With the "?" you have an indication that your Font doesn't have that character.
1 Attachment(s)
Re: RTF didn't show Unicode
Quote:
Originally Posted by
DrUnicode
The control word \uc0 can be used to indicate that subsequent Unicode escape sequences within the current group do not specify a substitution character.
http://en.wikipedia.org/wiki/Rich_Text_Format
If you remove the "?" from "\uNNNN?" and use "\uc0" doesn't that mean that it will print nothing if the Font does not have the glyph requested.
With the "?" you have an indication that your Font doesn't have that character.
At English environment (lcid=1033),I am typing or coping some Unicodes into MSWord,then save as RTF format. I change this file as .txt then opened by Notepad, I am seeing there're lots of charsetXXX (fcharset124,fcharset128,fcharset186...),Wondering why MSWord automatically know the charset,default font name,\uxxxx and \'xx\'xx?

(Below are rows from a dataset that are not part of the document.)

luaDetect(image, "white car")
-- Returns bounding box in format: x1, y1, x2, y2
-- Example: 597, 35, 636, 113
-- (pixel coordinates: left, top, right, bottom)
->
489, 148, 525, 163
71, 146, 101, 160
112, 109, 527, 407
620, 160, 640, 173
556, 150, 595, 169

Are there any table corresponding to Unicode blocks?Any Algorithm in vb6?
Re: RTF didn't show Unicode
Yes, there are tables for block ranges.
You can get them from my Tutorial at http://cyberactivex.com/UnicodeTutor...#UnicodeBlocks
Also a utility I use here often is BabelMap at http://www.babelstone.co.uk/Software/BabelMap.html
So how does RichEdit control decide what charset to use?
RichEdit uses Uniscribe DLL (usp10.dll).
ScriptGetProperties:
http://msdn.microsoft.com/en-us/libr...=VS.85%29.aspx
SCRIPT_PROPERTIES Structure
typedef struct {
DWORD langid :16;
DWORD fNumeric :1;
DWORD fComplex :1;
DWORD fNeedsWordBreaking :1;
DWORD fNeedsCaretInfo :1;
DWORD bCharSet :8;
DWORD fControl :1;
DWORD fPrivateUseArea :1;
DWORD fNeedsCharacterJustify :1;
DWORD fInvalidGlyph :1;
DWORD fInvalidLogAttr :1;
DWORD fCDM :1;
DWORD fAmbiguousCharSet :1;
DWORD fClusterSizeVaries :1;
DWORD fRejectInvalid :1;
} SCRIPT_PROPERTIES;
I doubt that you will find much in the way of source code calling usp10.dll functions from Vb6. In addition you have to go through hoops and make wrappers so that they are Vb friendly.
'-----
If you find everything you need in "Arial Unicode MS" there is probably no need to even mess with codepages.
Re: RTF didn't show Unicode
Source code for using Usp10.dll from vb6:
http://blogs.msdn.com/b/michkap/arch...12/628714.aspx
This code is part of what is in "Internationalization with Visual Basic" by Michael S. Kaplan - http://i18nwithvb.com/
The book is out of print and you may have a hard time finding a copy.